Here is what I’m not saying:
I’m not suggesting that at the first sign of marital difficulty, spouses should start planning to separate.
I’m not saying spouses should habitually “threaten each other with divorce” over minor disagreements.
I’m not saying that everyone should actively consider or discuss divorce on a regular or casual basis.
I’m not saying that divorce is no big deal.
Relationships can be tough, and take some time and effort and work, (sometimes).
Particularly if there are children, I do believe it’s worth trying 150% to work on (most) marriages before considering a divorce.
I am saying that there are some circumstances, in fact many, where it’s actually in the best interest of all involved, to consider ending the marriage. Even when working on a salvageable relationship, it’s important for both parties to know that if it ever becomes intolerable for either or both of them, there is a way out.
The classic, socially acceptable example that’s given is in the case of abuse. People will say “oh yes, well, that’s different.” But abuse is actually only one example of the various problems that may require ending a marriage. And other than the two individuals that are in it, no one ever really knows what’s going on behind closed doors. Couples (or individuals) who are making the difficult choice to part ways, based on their experiences, need support and empathy, not judgement or to feel scandalized.

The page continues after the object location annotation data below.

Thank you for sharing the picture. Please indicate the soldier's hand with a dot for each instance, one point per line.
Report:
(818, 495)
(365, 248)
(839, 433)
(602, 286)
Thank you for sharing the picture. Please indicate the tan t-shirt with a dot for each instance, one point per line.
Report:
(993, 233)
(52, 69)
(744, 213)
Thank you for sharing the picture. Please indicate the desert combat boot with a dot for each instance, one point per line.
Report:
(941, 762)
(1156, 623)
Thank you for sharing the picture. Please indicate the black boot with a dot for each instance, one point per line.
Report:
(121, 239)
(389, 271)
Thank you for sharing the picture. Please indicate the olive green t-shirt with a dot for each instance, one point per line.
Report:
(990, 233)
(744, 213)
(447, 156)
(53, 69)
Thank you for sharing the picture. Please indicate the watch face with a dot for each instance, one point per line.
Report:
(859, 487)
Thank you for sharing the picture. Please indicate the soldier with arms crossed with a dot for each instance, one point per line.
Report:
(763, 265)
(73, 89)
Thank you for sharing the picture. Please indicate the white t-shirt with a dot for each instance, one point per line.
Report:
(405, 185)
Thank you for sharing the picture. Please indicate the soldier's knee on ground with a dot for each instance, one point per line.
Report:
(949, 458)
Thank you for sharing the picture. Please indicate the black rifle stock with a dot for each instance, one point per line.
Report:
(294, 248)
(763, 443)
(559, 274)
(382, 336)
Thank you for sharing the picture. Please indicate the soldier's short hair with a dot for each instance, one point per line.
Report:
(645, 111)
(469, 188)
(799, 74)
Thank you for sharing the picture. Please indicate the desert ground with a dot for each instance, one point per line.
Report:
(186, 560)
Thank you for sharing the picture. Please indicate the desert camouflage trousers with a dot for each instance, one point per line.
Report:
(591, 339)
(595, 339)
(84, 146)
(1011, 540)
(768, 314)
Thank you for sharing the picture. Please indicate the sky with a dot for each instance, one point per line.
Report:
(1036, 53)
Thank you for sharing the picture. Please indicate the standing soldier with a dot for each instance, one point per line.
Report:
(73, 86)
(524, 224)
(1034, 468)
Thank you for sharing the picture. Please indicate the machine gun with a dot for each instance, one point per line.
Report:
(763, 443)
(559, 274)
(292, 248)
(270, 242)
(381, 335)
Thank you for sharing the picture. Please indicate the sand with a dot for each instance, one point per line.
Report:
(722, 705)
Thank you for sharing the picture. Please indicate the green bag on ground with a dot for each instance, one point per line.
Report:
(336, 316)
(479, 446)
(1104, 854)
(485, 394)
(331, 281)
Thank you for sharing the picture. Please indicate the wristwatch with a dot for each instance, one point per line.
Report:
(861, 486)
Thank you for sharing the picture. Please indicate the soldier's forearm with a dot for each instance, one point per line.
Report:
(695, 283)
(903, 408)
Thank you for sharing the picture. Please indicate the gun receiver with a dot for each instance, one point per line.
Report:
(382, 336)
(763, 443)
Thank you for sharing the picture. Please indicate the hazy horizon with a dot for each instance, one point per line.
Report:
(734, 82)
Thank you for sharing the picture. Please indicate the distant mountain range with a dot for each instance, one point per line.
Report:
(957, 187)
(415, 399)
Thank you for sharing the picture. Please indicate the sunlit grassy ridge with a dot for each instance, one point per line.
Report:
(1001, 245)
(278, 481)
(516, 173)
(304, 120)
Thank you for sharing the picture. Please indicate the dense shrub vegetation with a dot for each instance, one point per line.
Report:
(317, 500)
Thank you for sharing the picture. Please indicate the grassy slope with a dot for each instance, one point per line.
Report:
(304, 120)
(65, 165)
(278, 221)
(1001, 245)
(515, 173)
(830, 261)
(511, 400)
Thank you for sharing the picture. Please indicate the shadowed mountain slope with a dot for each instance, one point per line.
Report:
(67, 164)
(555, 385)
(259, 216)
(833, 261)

Many remain in deeply unhappy or dysfunctional marriages because they fear judgement, recrimination, or even alienation from family, friends, or community, if they were to leave. Many also stay for other reasons, like finances, kids, or fear of being alone. It’s not for anyone else to tell people whether to stay or go- that decision must be left to the ones in the marriage.
And while ideally, people don’t generally marry with the intent to divorce, it’s important for those in pain to know that, divorce is an option.
Because if they feel it’s really not, then that’s not a marriage; it’s a prison.
Working on a relationship sincerely with the knowledge that if necessary it can end, is actually a healthier approach that can either lead to a carefully considered divorce, or a more empowered, intentional marriage.